Actus
16/02/2012
Martinique
100 billets d’avions pour les plus démunis

Air Caraïbes met 100 billets d’avion gratuits à disposition de l’association Case sociale antillaise. Ce partenariat doit permettre de rompre l’éloignement et de rapprocher les familles en grande précarité sociale.

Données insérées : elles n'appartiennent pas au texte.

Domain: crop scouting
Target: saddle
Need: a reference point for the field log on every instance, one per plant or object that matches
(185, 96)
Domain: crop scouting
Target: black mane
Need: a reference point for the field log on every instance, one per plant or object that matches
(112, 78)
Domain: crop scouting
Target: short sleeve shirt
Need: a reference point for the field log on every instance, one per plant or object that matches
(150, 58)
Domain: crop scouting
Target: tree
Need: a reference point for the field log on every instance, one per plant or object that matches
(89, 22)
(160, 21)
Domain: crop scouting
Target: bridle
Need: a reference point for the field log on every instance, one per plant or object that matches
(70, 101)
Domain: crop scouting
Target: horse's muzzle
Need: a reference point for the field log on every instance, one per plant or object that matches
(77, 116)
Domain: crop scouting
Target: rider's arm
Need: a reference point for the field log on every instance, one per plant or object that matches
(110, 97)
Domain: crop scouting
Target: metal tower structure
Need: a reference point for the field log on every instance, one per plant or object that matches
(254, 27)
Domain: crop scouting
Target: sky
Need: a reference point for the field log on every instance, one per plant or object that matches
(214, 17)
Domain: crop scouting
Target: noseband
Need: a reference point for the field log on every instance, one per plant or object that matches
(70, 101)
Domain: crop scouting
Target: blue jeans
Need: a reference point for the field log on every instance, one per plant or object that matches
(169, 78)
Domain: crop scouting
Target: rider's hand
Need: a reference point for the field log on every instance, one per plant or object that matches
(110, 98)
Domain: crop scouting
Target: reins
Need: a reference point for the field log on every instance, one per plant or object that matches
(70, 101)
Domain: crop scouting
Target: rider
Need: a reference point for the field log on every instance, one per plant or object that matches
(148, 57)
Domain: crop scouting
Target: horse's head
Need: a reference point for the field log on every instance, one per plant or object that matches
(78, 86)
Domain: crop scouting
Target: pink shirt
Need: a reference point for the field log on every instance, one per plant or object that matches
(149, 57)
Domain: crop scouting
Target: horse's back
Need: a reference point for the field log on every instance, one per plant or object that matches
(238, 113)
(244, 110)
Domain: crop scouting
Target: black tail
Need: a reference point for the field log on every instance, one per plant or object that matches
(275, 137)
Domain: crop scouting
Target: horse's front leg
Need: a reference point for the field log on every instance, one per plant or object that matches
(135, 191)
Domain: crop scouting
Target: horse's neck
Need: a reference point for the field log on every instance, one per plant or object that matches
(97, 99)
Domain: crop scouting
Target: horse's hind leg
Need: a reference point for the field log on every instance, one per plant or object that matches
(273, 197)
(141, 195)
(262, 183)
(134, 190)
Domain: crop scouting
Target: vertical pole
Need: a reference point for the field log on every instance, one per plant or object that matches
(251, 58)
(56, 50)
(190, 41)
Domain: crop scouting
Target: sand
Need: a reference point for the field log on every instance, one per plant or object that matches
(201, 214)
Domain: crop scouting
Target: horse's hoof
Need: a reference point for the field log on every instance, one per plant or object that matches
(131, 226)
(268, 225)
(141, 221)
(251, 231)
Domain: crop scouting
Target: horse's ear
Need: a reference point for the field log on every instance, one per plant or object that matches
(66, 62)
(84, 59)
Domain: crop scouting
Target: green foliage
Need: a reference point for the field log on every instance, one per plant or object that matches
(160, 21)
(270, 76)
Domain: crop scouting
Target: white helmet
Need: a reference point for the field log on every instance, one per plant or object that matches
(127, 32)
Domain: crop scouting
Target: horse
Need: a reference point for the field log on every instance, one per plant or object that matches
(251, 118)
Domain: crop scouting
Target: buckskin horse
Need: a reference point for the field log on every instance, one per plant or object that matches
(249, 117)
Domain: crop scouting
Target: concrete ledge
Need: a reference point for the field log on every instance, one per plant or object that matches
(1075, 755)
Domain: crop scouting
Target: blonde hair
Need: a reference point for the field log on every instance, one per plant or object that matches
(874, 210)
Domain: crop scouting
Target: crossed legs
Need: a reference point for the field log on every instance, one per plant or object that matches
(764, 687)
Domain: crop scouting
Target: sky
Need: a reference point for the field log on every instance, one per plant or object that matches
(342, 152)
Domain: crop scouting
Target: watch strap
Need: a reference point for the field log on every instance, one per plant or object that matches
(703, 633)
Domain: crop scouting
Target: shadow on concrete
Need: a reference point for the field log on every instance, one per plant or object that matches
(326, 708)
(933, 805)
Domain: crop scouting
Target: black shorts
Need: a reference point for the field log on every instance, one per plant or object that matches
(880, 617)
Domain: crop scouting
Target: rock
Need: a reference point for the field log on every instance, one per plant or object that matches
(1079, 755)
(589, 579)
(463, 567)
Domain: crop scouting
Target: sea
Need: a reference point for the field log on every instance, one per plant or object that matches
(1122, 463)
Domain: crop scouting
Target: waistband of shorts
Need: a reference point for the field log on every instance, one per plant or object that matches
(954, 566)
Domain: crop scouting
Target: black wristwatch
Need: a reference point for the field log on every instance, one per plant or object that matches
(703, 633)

Tout le monde était sur le pont mardi matin pour recevoir le directeur commercial d’Air Caraïbes, Edmond Richard, et Claudy Siar. La compagnie Air Caraïbes et l’association, la Case sociale antillaise, ont signé mardi à Paris, sous l’égide de la délégation de Claudy Siar, une convention de mise à disposition gratuite d’un total de cent billets d’avions par an. Cette signature doit permettre de rompre l’éloignement et de rapprocher les familles en grande précarité sociale. Pour certains, il s’agira d’effectuer un retour définitif dans le pays d’origine. L’aide apportée par la compagnie ne pourra pas concerner plus de trois personnes par famille et une fois seulement. Les dossiers seront sélectionnés, instruits et étudiés en commission sociale avant d’être approuvés après enquête et vérification. Les bénéficiaires voyageront en basse saison et hors vacances scolaires. « On pense qu’à travers cette initiative on arrivera à soulager et à apporter un peu de bonheur à des personnes qui n’ont pas eu l’occasion de voir leur famille, leurs proches depuis longtemps. On espère faire bénéficier à un grand nombre d’Antillo-Guyanais ces facilités, a expliqué le directeur commercial de la compagnie, Edmond Richard. Il y aura certainement un droit de regard, mais surtout pas un droit de vérification. C’est une convention signée en toute confiance. » « Pour moi ça ne pouvait pas se faire, témoigne, la voix chargée d’émotion, le président de la Case sociale, Gaston Calife. Ce n’était pas possible qu’une grosse compagnie comme Air Caraïbes puisse mettre à notre disposition cent billets d’avion. On nous a déjà tellement promis… » Alors quand il a vu le parapheur devant lui qui n’attendait que sa signature, il s’est revu le jour de son mariage, « la dernière fois que j’ai signé un papier… » Avec trente trois ans d’existence, la Case sociale antillaise a une vraie légitimité dans le domaine de la lutte contre la misère et la précarité. Elle a six employés permanents ; offre des consultations gratuites d’avocat, de psychologue, de sociologue, sert des boite aux lettres de domiciliation, organise la distribution de plateaux repas chaque mercredi, aux plus démunis.